Copy of Laura’s post:
I’ve mentioned that we want to get authority records for all current Caltech facultyinto the National Authority File and by extension into the VIAF. The 1st step is to ensure that we have a current and comprehensive list of all faculty working here. I’m happy to learn that I can easily obtain the information in a manipulate-able form. I was expecting that I would need ask somebody in academic records and plead our case. Lists can be tightly guarded by powers-that-be. I just figured out that you canconvert HTML tables to Excel via Internet Explorer. That’s probably old news to most of you. I’ve done .xls to html conversion, I’ve just never had the need to go in the opposite direction. Plus I don’t use Internet Explorer.
I was able to create a spreadsheet of the necessary data by doing a directory search limited to faculty and running the conversion. Sweet! Now we can divvy up the work and get cracking. Getting the info is a small thing. But it’s these little victories which make my days brighter. I played around with the delimited text to MARC translator in MarcEdit to auto-generate records from the spreadsheet. It worked like a charm. Unfortunately the name info in the spreadsheet is collated within a single cell. Also it’s in first name surname order without any normalization of middle initials, middle names, or nicknames in parens. A text-to-MARC transform can only work with the data it is given. A bunch of records with 1oo fields in the wrong order isn’t so helpful. I messed about with the text-to-columns tool in Excel in order to parse the name data more finely, to no avail. It worked but would require much post-split intervention to ensure the data is correct. Might as well do that work within Connexion.
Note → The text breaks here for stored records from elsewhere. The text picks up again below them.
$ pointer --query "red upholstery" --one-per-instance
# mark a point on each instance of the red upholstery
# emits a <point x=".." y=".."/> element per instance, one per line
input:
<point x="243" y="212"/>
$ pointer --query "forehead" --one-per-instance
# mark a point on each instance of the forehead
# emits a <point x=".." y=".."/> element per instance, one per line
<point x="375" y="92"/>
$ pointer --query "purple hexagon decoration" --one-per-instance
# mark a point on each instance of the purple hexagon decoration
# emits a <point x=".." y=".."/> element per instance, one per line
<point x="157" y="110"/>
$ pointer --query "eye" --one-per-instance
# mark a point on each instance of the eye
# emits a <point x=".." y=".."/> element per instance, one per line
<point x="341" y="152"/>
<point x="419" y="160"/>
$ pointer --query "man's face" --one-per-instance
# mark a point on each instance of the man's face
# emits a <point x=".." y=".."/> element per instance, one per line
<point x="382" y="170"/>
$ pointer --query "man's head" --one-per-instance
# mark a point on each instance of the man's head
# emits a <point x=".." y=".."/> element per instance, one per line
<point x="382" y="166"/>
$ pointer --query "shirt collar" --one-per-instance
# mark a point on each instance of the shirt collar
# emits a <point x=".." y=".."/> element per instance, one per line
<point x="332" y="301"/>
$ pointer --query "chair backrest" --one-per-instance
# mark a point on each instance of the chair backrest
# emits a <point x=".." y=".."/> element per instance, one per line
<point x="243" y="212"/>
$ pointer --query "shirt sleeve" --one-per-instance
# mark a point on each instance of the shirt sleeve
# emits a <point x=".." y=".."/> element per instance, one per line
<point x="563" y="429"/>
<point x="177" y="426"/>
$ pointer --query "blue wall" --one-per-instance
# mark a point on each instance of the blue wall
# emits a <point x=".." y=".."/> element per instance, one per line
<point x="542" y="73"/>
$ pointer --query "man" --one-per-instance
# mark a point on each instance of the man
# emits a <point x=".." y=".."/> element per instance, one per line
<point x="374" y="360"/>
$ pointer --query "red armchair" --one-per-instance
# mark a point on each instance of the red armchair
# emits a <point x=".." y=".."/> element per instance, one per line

In fact, I’m ok with creating the authority records from scratch since we’re training to be NACO contributors. People need the practice. In my experience, it’s easier to do original cataloging vs. using derived records. Editing requires a finer eye and original work can be helped along with constant data and/or macros. Regardless, it was fun to play with the transform and teach myself something new. And it’s very exciting to take a step towards meeting our goal of authority/identity information/identifiers for our constituents.